The homepage now has room for double the amount of stories above the fold and the ability to feature stories from different sections of the website, Goldberg said. That means, even when there's a "Trump-related explosion," he and his colleagues can showcase a broader swath of the magazine's work.
The Atlantic's months-long redesign process foregrounds a belief that news homepages are actually important, a concept that has been challenged time and again as search engines and social networks have become the dominant methods for discovering news.
But Goldberg thinks that conventional wisdom is facile. Although he declined to spell out exactly how much of The Atlantic's traffic comes through its homepage, he says that "thousands" of readers are visiting it "at any given moment." Plus, the readers who are visiting the homepage are among the most loyal, Goldberg said. So, they're worth paying attention to.
Not only that, but the homepage offers readers a rare snapshot of the news that's curated by human editors rather than a social algorithm. A dense cluster of 14 headlines above the fold offers a better snapshot than one, two or seven.
"Density does two things," Goldberg said. "One: It actually gives people an efficient overview of what The Atlantic is offering them at any given moment.
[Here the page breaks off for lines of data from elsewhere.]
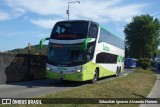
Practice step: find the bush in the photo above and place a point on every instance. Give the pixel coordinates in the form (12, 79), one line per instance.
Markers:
(144, 63)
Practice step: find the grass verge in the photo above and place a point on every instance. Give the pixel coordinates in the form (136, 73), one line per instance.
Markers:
(135, 85)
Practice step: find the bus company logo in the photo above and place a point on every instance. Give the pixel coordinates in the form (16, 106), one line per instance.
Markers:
(6, 101)
(105, 48)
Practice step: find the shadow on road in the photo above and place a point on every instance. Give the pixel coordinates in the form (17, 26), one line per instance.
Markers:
(54, 83)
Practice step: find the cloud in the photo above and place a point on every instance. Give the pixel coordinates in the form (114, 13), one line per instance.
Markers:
(101, 11)
(45, 23)
(4, 16)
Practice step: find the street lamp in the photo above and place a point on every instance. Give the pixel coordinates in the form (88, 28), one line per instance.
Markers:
(68, 7)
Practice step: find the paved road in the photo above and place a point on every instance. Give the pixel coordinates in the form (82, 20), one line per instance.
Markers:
(41, 87)
(155, 92)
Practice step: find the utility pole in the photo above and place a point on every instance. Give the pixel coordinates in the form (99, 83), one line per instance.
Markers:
(68, 7)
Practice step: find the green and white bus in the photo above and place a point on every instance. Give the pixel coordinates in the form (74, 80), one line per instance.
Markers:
(81, 50)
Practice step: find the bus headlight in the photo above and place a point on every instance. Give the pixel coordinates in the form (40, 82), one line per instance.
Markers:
(78, 68)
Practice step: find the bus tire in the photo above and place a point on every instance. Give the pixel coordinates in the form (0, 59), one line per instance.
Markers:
(95, 77)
It's also a signaling device, in the following sense: When we can feature 14 stories in different ways above the fold, I think we're signaling to the readers: We are a serious, well-staffed, experienced, discerning journalism operation."
The homepage redesign also prominently features The Atlantic's writing staff, which Goldberg says is important given the premium that the magazine puts on its journalists.
Whether they're videographers, editors, writers or visual artists, Goldberg wants to make sure their work is represented in some way on the homepage.
"At our core is a magazine," Goldberg said. "And I never want the reader to forget that."